Regardless of outcome, the reprecussions of the election on Armenia, including the economic impact, Giragosian says, are likely to be little to none. Armenia banned the import of Turkish products after the Second Nagorno-Karabakh War, early in 2021, but lifted the ban a year after, as the Armenian market struggled to find alternatives and the countries intensified talks on normalising relations and opening their shared border to citizens of third countries. 

While some Turkish products are widespread in Armenia, their trade is conducted through Georgia, avoiding direct economic relations between Armenia and Turkey, and is unlikely to be affected by a change of political alignment. 

Georgia: ‘Only cosmetic changes’

The Georgian political experts and economists that OC Media spoke to were unanimous in their assessment that, no matter the outcome of the election, dramatic changes in Georgia and Turkey’s relations should not be expected. 

However, Kornely Kakachia, the founder of the Georgian Institute of Politics, told OC Media that while he anticipated only ‘cosmetic changes in foreign policy’ an opposition win, and corresponding change in Turkey’s relationship to NATO and the European Union, could have a significant impact on Georgia. 
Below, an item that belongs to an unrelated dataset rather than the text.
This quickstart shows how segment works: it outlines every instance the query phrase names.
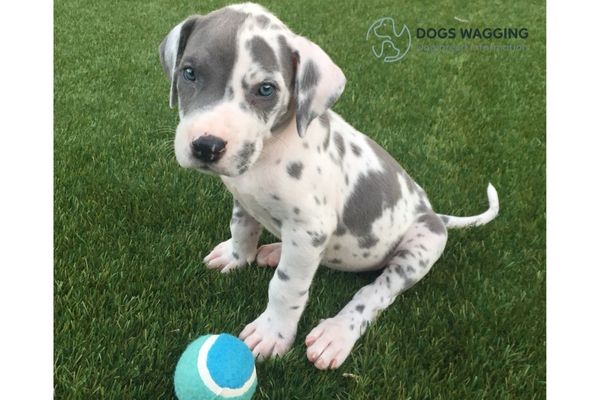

‘The role of Turkey is very important for Georgia, especially when there is an aggressive Russia in our neighbourhood’, says Kakachia. ‘It is very important that we have strategic relations with Turkey, a member of NATO, because, in case of any complications, it could potentially play an important role’.

He adds that the Erdoğan government has formally supported Georgia joining NATO.

However, Kakachia notes that Turkey’s image has suffered both within Georgia and internationally as a result of Erdoğan’s ‘autocratic tendencies’.

‘If until now Turkey was thought of as a NATO member country, a part of the West, during the period of his rule, this idea is increasingly doubted, and today’s Turkey is seen from Tbilisi not as a part of the Western world, but as a Middle Eastern power state, which has slightly changed the image of Turkey in Georgia’.

He suggests that if Erdoğan loses the election, the opposition might try to improve transatlantic relations and get closer to the European Union, with the latter potentially playing ‘an important role’ in Georgia’s participation in European projects.  

Paata Aroshidze, an associate professor of economics at Shota Rustaveli State University of Batumi, told OC Media that a Kılıçdaroğlu victory would not change economic relations between the two countries.

Aroshidze notes that Turkey has often been Georgia’s largest trade partner. 

‘The main connection between us is the energy partnership and the joint involvement of Georgia and Turkey in international projects, which NATO and the European Union strengthen’, says Aroshidze. 

‘[In terms of strategic partnership], I cannot say that anything will change if Erdoğan stays or his opponent comes, because the oil supply of not one or two countries, but the whole of Europe, depends on [joint] energy projects’.

He also draws attention to the visa-free regime between Georgia and Turkey, and the fact that large numbers of Georgian citizens are employed in Turkey which, according to him, is another example of how important economic relations between the two countries are.

Kakachia summarises his view on the matter succinctly. 

‘Turkey has always been pragmatic in relation to Georgia’, adds Kakachia. ‘These good neighbourly relations will probably remain [no matter who wins]’.